No, I think doubling congress has some advantages. Not perfect, maybe, but .. some advantages.

Mew

——
self-portrait

Caveat Suffragator

 
 
 
 

India comes close.

Menlo (Diary) Monday, December 27th at 1:18PM EDT (link)

Their Parliament has, I believe, about 800 members. I’m not sure how orderly or well-run things are there, but it might provide some insight. Even so, that’s less representation than Americans have.

With regard to the US, I say the same thing I said about a change in filibuster rules. It is not even a remote possibility in any of our lifetimes.

“The ultimate touchstone of constitutionality is the Constitution itself and not what we have said about it.” -Felix Frankfurter

 

another reform to consider

kyle8 (Diary) Monday, December 27th at 3:24PM EDT (link)

have all of the registered voters in a congressional district drafted into a lottery.

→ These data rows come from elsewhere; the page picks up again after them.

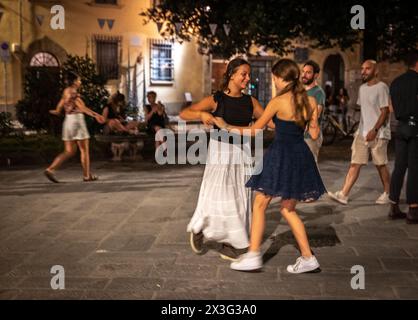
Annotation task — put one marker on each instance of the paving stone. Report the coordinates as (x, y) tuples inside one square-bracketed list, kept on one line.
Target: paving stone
[(407, 292), (140, 284), (184, 271), (117, 295), (70, 283), (400, 264), (125, 238), (49, 294)]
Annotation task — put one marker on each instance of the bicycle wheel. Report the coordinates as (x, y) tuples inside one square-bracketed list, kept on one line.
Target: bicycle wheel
[(329, 132)]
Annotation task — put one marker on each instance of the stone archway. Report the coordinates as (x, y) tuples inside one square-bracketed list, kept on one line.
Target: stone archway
[(45, 45)]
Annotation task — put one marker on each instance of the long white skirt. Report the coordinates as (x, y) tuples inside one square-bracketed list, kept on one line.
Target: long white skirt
[(74, 127), (223, 211)]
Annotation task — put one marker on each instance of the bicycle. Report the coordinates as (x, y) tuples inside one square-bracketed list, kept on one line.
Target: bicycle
[(331, 127)]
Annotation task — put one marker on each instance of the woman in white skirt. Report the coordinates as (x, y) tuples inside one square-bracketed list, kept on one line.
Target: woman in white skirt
[(74, 130), (224, 206)]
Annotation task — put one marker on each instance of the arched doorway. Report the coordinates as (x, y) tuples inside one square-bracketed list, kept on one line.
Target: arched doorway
[(333, 74), (43, 90)]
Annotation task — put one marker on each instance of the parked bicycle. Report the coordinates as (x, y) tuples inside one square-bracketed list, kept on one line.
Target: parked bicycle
[(331, 127)]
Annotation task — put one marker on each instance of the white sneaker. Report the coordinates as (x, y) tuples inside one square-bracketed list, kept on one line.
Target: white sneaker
[(304, 265), (339, 197), (383, 199), (249, 261)]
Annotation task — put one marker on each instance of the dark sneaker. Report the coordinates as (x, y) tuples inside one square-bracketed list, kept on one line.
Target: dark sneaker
[(196, 242), (412, 216), (230, 253), (396, 213), (51, 177)]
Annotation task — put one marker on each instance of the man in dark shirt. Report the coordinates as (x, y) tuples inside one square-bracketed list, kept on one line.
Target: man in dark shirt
[(404, 96)]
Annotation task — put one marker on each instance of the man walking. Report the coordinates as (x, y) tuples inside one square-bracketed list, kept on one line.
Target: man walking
[(404, 96), (310, 74), (373, 134)]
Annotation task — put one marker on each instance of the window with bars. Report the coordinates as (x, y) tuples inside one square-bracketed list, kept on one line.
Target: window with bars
[(161, 62), (43, 59), (108, 56)]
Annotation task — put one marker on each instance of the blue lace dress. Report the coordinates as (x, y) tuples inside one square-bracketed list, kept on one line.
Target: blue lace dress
[(289, 169)]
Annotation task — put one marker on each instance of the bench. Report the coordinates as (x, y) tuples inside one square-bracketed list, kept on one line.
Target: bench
[(121, 143)]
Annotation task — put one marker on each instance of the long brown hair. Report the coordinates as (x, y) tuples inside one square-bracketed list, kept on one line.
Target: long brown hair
[(289, 71), (232, 67)]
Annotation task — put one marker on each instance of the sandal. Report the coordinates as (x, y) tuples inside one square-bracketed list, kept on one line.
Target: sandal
[(91, 178), (50, 176)]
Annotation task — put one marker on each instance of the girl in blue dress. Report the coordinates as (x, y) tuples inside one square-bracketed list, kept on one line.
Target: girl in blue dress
[(289, 170)]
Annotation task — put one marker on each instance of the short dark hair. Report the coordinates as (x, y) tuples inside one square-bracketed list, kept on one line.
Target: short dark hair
[(314, 66), (411, 58), (71, 77)]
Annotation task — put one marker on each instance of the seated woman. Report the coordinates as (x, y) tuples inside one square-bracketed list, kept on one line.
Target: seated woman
[(155, 116), (114, 117)]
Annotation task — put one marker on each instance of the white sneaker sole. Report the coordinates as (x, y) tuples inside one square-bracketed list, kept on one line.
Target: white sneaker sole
[(247, 269), (228, 258), (383, 202), (194, 249), (316, 270), (333, 197)]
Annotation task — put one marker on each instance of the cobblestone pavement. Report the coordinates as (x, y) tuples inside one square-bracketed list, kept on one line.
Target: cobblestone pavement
[(124, 237)]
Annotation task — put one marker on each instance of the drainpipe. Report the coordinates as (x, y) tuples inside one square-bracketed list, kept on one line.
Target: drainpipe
[(20, 23)]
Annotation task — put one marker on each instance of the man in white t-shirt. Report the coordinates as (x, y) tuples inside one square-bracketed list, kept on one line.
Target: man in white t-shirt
[(373, 135)]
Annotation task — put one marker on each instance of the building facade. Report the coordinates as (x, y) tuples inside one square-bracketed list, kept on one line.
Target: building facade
[(134, 58), (131, 56)]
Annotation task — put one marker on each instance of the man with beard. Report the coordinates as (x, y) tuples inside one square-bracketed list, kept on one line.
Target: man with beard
[(310, 73), (404, 95), (373, 134)]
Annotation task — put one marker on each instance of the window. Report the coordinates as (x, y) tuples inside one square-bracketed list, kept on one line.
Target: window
[(44, 59), (106, 2), (161, 64), (108, 56)]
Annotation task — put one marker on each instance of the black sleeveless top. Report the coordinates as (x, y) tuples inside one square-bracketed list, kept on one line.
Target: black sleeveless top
[(155, 120), (236, 111), (112, 114)]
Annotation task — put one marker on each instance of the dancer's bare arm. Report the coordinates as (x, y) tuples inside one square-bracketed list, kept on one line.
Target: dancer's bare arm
[(58, 109), (201, 111), (258, 112), (313, 127), (83, 108), (105, 114)]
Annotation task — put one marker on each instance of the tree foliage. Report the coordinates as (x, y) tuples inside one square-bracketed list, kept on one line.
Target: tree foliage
[(273, 24)]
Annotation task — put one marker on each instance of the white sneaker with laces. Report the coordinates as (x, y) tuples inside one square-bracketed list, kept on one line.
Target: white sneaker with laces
[(249, 261), (339, 197), (304, 265), (383, 199)]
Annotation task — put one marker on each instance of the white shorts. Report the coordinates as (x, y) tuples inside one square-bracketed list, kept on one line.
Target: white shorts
[(74, 127)]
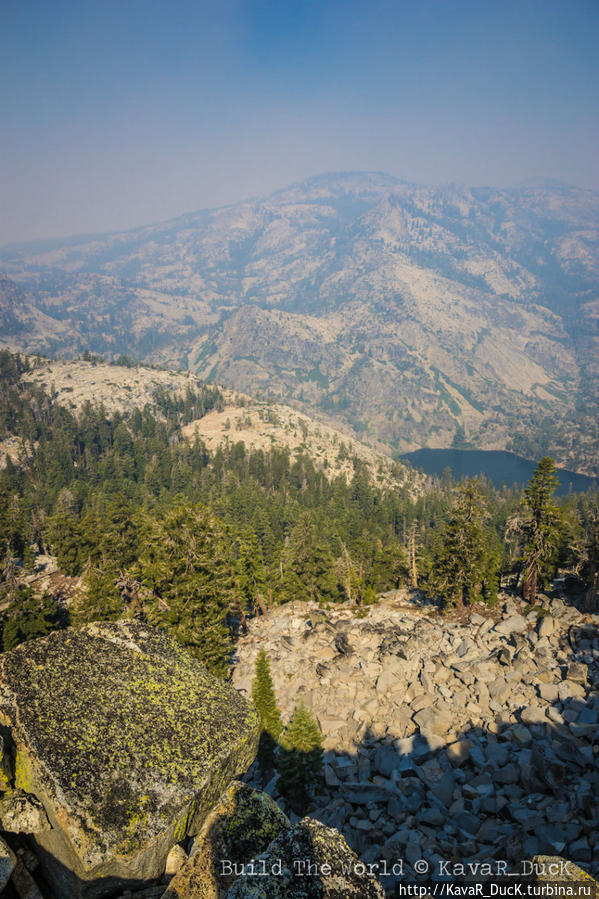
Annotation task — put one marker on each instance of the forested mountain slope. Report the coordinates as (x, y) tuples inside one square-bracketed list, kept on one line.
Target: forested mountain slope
[(409, 312)]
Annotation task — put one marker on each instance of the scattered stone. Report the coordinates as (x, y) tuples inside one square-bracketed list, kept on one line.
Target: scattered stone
[(515, 624), (340, 873), (545, 626), (459, 752), (21, 812), (8, 861), (240, 827), (174, 860)]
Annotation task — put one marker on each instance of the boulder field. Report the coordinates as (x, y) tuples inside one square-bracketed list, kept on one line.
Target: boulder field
[(468, 736), (126, 770)]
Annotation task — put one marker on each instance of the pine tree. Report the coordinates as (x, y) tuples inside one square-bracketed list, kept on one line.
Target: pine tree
[(186, 572), (300, 758), (541, 529), (464, 564), (263, 697)]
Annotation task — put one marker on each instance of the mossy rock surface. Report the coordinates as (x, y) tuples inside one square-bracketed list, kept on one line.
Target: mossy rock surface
[(242, 825), (125, 738)]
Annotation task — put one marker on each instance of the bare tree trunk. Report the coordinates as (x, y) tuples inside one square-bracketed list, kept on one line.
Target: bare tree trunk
[(413, 569), (589, 600)]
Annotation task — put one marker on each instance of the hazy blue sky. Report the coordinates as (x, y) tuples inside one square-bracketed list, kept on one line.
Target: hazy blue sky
[(115, 113)]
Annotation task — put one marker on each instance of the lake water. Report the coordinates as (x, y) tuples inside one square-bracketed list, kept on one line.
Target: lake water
[(500, 467)]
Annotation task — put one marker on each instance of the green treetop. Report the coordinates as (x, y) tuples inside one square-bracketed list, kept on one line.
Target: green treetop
[(465, 562), (542, 526), (263, 697), (300, 758)]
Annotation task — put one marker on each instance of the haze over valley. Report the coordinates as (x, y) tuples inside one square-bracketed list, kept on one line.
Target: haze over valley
[(419, 316)]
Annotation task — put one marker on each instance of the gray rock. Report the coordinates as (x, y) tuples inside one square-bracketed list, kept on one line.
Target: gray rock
[(443, 789), (499, 690), (533, 715), (386, 760), (548, 692), (570, 690), (515, 624), (8, 861), (339, 871), (21, 812), (467, 822), (577, 672), (545, 626), (435, 719), (458, 753)]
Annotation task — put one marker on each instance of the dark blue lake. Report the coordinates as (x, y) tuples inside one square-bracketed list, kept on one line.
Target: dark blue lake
[(499, 466)]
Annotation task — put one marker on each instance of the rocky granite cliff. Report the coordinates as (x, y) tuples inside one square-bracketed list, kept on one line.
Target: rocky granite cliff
[(408, 312)]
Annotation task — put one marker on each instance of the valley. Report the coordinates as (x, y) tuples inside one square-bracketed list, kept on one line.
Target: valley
[(415, 316)]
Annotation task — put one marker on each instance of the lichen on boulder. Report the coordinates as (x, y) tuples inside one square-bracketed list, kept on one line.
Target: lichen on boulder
[(126, 740)]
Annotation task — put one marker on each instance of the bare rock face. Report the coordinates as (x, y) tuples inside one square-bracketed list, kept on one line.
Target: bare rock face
[(8, 861), (308, 861), (241, 826), (127, 742)]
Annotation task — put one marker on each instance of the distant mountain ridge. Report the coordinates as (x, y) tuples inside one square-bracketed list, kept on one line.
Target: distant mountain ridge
[(420, 316)]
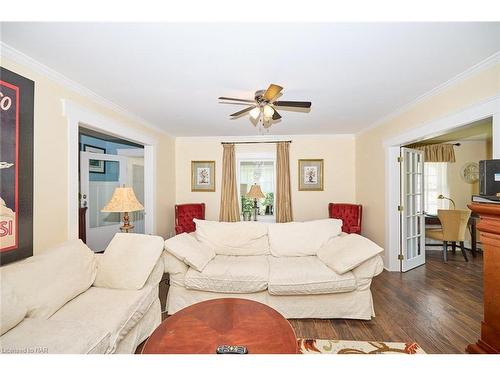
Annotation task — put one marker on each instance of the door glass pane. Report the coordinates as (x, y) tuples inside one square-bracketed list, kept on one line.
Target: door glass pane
[(104, 177), (138, 186)]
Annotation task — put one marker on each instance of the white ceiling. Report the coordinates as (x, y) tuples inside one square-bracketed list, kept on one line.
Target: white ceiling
[(171, 74)]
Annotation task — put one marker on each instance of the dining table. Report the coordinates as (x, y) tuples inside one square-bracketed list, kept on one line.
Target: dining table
[(471, 224)]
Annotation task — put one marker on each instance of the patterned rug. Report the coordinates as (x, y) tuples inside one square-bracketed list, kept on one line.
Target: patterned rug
[(319, 346)]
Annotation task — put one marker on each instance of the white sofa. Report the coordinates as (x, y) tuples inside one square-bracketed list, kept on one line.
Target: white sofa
[(70, 300), (303, 270)]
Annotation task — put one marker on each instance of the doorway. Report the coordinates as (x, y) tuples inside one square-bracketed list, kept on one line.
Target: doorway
[(486, 110), (106, 163)]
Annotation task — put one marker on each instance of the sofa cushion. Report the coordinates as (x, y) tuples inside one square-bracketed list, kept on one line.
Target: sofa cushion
[(114, 310), (239, 238), (302, 238), (128, 260), (191, 251), (346, 252), (42, 336), (306, 275), (367, 270), (45, 282), (12, 310), (231, 274)]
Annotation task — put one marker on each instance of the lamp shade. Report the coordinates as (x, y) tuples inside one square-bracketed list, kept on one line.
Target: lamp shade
[(123, 200), (255, 192)]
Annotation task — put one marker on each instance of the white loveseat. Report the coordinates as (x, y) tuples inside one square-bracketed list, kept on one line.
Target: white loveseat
[(303, 270), (70, 300)]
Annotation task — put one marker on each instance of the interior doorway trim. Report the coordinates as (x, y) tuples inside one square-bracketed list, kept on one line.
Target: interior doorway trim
[(479, 111), (77, 116)]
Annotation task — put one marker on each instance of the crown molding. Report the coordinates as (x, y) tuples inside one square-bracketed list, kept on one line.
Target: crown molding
[(21, 58), (483, 65), (260, 138)]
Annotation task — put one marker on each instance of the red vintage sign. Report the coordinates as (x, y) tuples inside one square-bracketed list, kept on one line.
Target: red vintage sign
[(9, 166)]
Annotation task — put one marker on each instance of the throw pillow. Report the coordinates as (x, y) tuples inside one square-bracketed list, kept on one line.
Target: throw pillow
[(346, 252), (188, 249)]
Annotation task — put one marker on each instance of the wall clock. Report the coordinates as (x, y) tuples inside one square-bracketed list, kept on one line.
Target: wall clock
[(470, 172)]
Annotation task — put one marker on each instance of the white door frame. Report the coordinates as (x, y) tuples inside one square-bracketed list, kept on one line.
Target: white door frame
[(479, 111), (77, 116)]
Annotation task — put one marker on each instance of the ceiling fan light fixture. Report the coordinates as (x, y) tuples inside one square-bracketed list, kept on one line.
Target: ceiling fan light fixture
[(268, 111), (255, 113)]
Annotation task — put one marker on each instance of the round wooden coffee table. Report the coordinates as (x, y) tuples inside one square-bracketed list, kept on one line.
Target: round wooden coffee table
[(200, 328)]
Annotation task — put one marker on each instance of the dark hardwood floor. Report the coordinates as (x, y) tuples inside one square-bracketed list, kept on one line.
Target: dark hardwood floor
[(437, 305)]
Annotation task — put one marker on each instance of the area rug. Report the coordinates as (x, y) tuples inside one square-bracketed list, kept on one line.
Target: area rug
[(320, 346)]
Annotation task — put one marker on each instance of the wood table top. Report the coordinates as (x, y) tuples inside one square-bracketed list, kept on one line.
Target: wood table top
[(201, 327)]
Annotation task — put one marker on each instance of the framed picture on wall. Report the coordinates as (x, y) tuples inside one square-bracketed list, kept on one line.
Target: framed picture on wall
[(16, 166), (203, 175), (311, 174), (96, 166)]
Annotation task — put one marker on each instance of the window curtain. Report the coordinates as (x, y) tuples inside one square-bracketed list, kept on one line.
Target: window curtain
[(439, 153), (283, 187), (229, 207)]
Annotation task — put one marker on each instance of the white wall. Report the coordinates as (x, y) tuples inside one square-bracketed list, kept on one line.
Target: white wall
[(338, 152)]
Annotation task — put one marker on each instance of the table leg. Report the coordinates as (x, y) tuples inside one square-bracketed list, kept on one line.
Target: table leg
[(473, 238)]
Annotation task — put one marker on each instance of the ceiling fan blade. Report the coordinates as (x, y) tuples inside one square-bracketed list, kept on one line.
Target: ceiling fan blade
[(236, 99), (272, 91), (239, 113), (282, 103), (276, 115)]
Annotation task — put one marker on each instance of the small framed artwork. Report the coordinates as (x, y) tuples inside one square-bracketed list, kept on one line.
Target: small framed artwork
[(96, 166), (203, 175), (311, 174)]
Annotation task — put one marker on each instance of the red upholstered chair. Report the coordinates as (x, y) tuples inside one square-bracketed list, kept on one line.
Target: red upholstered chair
[(184, 215), (350, 214)]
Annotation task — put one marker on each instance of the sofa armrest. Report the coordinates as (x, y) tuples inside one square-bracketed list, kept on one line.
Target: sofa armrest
[(173, 265), (354, 229), (369, 268), (156, 274)]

The winner HAS to serve as congressman for that term.

Yes, I am not serious, but it would probably beat the system we have now.

“Nothing works like freedom, Nothing succeeds like liberty”
Kyle

I like that :). Here is another idea...

mikerazar (Diary) Monday, December 27th at 4:23PM EDT (link)

Elect the speaker of the House in a separate national election.

Yeah, yeah…I know that would require other changes…

We have a nation to save, people.

 
 

you sold me on this awhile back pilgrim

RoguePolitics (Diary) Tuesday, December 28th at 10:34AM EDT (link)

Rather have 10,000 than 435. That way I KNOW whose a$$ to kick.

“So much of left-wing thought is a kind of playing with fire by people who don’t even know that fire is hot.” George Orwell

“Ancient Rome declined because it had a Senate, now what’s going to happen to us with both a House and a Senate?” Will Rogers

When the American spirit was in its youth, the language of America was different: Liberty, sir, was the primary object. Patrick Henry

http://theprecinctproject.wordpress.com
Because the Republican Party is NOT going to fix the Republican Party.

http://americanamendment.com/
Because Washington is NOT going to fix Washington.